The eased masking recommendations for fully vaccinated Americans mean a mishmash of policies depending on where one goes. For now, some companies are — and aren't — lining up with the new guidelines.
Vaccinated shoppers at Target, Costco, Starbucks, Walmart and Trader Joe's no longer need to mask up, per the latest announcements, while those at Kroger, Home Depot, Whole Foods, and Meijer are still being asked to wear facial coverings.
Gov. Andy Beshear was asked if the new guidance amounts to an honor system.
"[Businesses] can post the rule, they can make announcements, they don't need to be checking for anybody's cards, and then on June 11, unless they are one of a number of very specific locations, they won't have to worry about it at all," Beshear said.
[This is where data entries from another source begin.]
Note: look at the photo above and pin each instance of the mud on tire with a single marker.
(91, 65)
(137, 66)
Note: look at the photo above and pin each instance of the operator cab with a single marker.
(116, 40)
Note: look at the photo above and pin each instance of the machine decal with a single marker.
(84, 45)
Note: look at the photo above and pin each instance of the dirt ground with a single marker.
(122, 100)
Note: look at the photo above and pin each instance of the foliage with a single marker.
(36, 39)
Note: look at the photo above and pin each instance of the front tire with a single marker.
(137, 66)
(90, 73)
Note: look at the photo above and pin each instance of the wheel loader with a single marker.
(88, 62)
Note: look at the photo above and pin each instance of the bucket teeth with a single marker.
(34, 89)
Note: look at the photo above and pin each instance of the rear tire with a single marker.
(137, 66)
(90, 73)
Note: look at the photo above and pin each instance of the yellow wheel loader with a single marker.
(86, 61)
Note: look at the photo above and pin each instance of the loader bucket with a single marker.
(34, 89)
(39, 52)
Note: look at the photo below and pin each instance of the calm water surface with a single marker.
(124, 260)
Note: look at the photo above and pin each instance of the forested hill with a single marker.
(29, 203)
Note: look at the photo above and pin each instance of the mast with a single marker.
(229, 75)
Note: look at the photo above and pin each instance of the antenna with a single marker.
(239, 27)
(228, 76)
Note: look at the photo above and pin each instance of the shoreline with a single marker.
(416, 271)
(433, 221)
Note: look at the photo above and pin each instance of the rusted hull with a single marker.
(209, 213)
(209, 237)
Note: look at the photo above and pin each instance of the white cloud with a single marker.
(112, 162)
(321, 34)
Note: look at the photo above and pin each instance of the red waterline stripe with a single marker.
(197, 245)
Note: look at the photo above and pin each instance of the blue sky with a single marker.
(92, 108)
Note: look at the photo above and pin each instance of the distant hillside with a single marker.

June 11 marks what many are calling Kentucky's reopening date. The administration plans to lift all remaining capacity restrictions and undo the state's mask mandate in most situations.
A Kentucky lawmaker is working on a bill that would bar state government from mandating what are often called "vaccine passports."
The Biden administration has already ruled out any policy requiring individuals to produce proof of COVID-19 vaccination.
"The government is not now, nor will we be supporting a system that requires Americans to carry a credential," White House spokesperson Jen Psaki told reporters.
But that assurance need more teeth, according to GOP Rep. Brandon Reed.
The Hodgenville lawmaker and minister says he crafting a bill that would put the Biden promise in writing, at least in Kentucky. Under the bill, slated for filing in June, state government would be prevented from enforcing any vaccination passport. Doing otherwise, Reed argues, opens the door to government overreach.
Vaccination documents are, however, a part of the wider conversation among businesses and other entities considering requiring some form of proof that patrons have been inoculated against COVID-19.
It's yet another issue where Americans are deeply divided, with some regarding the idea as a straightforward safety precaution meant to build trust and others arguing it runs afoul of civil liberties.